How can I form all possible pairs in my dataset?

Data analysis sometimes requires a dataset that contains all possible pairs of cases in your current dataset. This is particularly common when analyzing dyadic data. For example, if you have a group of children, you may want to form a dataset that pairs each child with each other child in the dataset so that you can study interaction at the dyad level. A more complex case is one in which you want to form all possible pairs within some set of groups in your data. For example, the children may be from different classrooms and you may wish to form pairs of students only within classroom.

Below we show two examples of creating a dataset of matched pairs. The first example creates all possible pairs in the dataset. The second example extends the first by forming all possible pairs within groups defined by a variable in our dataset. The examples show how to match pairs, as well as how to “clean up” the results, for example, by removing duplicate pairs (e.g. case 1 matched with case 2, and case 2 matched with case 1).

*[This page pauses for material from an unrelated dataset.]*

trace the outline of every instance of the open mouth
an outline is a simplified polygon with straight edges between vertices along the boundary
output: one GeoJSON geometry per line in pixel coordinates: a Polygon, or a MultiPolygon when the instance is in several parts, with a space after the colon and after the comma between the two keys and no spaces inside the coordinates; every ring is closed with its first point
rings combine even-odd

Example 1: All possible pairs in the dataset

We will start with a simple example dataset, there are 8 cases, and three variables. The variable case is the case id, the other two variables (v1 and v2) contain information about each case.

data list list /case v1 v2.
begin data
1001 12 0
1002 23 1
1003 22 0
1004  5 0
1005 12 0
1006 23 1
1007 22 0
1008  5 0
end data.

Although our dataset already contains a unique identifier (case) we need to create a new variable id because in order for the syntax below to work, the id numbers must be numeric and continuous, starting with one and going to n, where n is the number of cases. If this is true in your data you can skip this step. Otherwise you can create a new variable id as shown below (if your current id variable is named id rename it to something like id_old before you start). The $casenum indicates that the value of id for each case should be equal to its row number.

compute id  = $casenum.
exe.
save outfile ='d:datastart.sav'.

The code below creates a new variable, one, equal to 1 for each case. This variable is then used with as the break variable in the aggregate command. The result is that we have a variable ncase that is equal to the number of cases (8).

compute one = 1.
exe.
aggregate 
 /outfile = * mode = addvariables
 /break = one
 /ncase = NU(one).

The first line of syntax below begins a loop. A loop tells SPSS to repeat a series of actions until some criterion is met. In this case, we want to repeat the action 8 times (i.e. once for each case in the dataset), we use the value of ncase to tell SPSS the number of times we want to repeat the process. Each time we repeat the loop, the macro variable cnt is set to a different value (1-8). We use compute nid = cnt to create a new variable nid and save the value of that variable, and the variable id for each case into a dataset using xsave. The command xsave adds new cases to a new dataset (all.sav) each time the loop runs, so that the new dataset gets 8 new cases each time our loop runs.

loop cnt =1 to ncase.
   compute nid = cnt.
   xsave outfile = 'd:\data\all.sav' /keep = id nid.
end loop.
exe.

A listing of the resulting dataset is shown below using the list command (some of the output is omitted to save space). The dataset has two variables, id and nid, and contains every possible combination of id numbers (i.e. id and nid). The output also shows the number of cases in the dataset, in this case, 64, which is expected since 8×8=64. (Note that we list the data many times in this page, this is to show the changes in the data, but it is not necessary to list the data for the syntax to work.)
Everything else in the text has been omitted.